The night before Pearl Harbor

ON DECEMBER 6, 1941, I attended a performance of a play entitled "The Admiral Had a Wife" at Ford's Theatre with a date whose name I no longer recall.

The play starred Uta Hagen, who played the admiral's wife, and, if memory serves me correctly, it dealt with the goings-on of a group of naval officers and sailors who alternately bragged about their sexual prowess and griped about being stationed at a godforsaken outpost that no one had ever heard of, by the name of Pearl Harbor.


By the next day, everyone had heard of Pearl Harbor. Early in the morning, the Japanese bombed Pearl Harbor, changing the course of history. "The Admiral Had a Wife," as I subsequently learned, was to open on Broadway the day after Pearl Harbor, December 8. Instead, it closed, the first Broadway wartime casualty. It was never performed again.

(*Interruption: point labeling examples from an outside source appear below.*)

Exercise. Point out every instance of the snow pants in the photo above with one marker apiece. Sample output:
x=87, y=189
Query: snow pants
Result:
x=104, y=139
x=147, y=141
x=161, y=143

Uta Hagen, the star, went on to perform in many other plays, TV dramas and motion pictures. She won two Tonys, an Emmy and innumerable other awards and prizes for acting. She also wrote four books and became a well known acting teacher. Alfred Drake, Mildred Dunnock and Red Buttons were also in the cast of "The Admiral Had a Wife," and the director was Jose Ferrer, then Ms. Hagen's husband.


After all these years

Fifty-five years later, Uta Hagen, now 78 years of age and still a star, appeared at Washington's Kennedy Center in a play entitled "Mrs. Klein." I decided to attend and see for myself what she looked like after all these years, and possibly get to see her backstage. Remembering her as tall, blond and very attractive, I could not help but wonder how the years had dealt with her. After all, I, too, was 55 years older. The pull of nostalgia and the coincidence of having seen her the night before Pearl Harbor in a play about Pearl Harbor was irresistible.

I wrote to Ms. Hagen, and, to my utter amazement, received a charming letter in return. She was astonished that anyone remembered that long-ago brief run in Baltimore, and agreed to meet me after the performance.

"Mrs. Klein," a play with a cast of three, was very talky with too little action for my taste, but what a starring vehicle for an actress! Uta Hagen, still slim and trim, her hair no longer blond but silvery gray, gave a mesmerizing performance.

Afterward, I trekked backstage to meet her. She seemed happy to meet me, and we chatted like old friends. She was charming and outgoing. Her skin was youthful, her smile bright. I could not help admiring how young and fresh she looked after such an exhausting performance.

As we parted, I said, "Miss Hagen, it as so delightful to meet you after all these years. I hope I see you again before another 55 years go by, because, frankly, I don't think I'll make it!" "Neither will I," she laughed, and the magical moment came to an end.

As I rode back to Baltimore that night, I marveled at the full circle of coincidence and circumstance that had begun 55 years before when a young girl had attended a performance of a play about Pearl Harbor on the night before Pearl Harbor.

Isabelle Ribakow writes from Baltimore.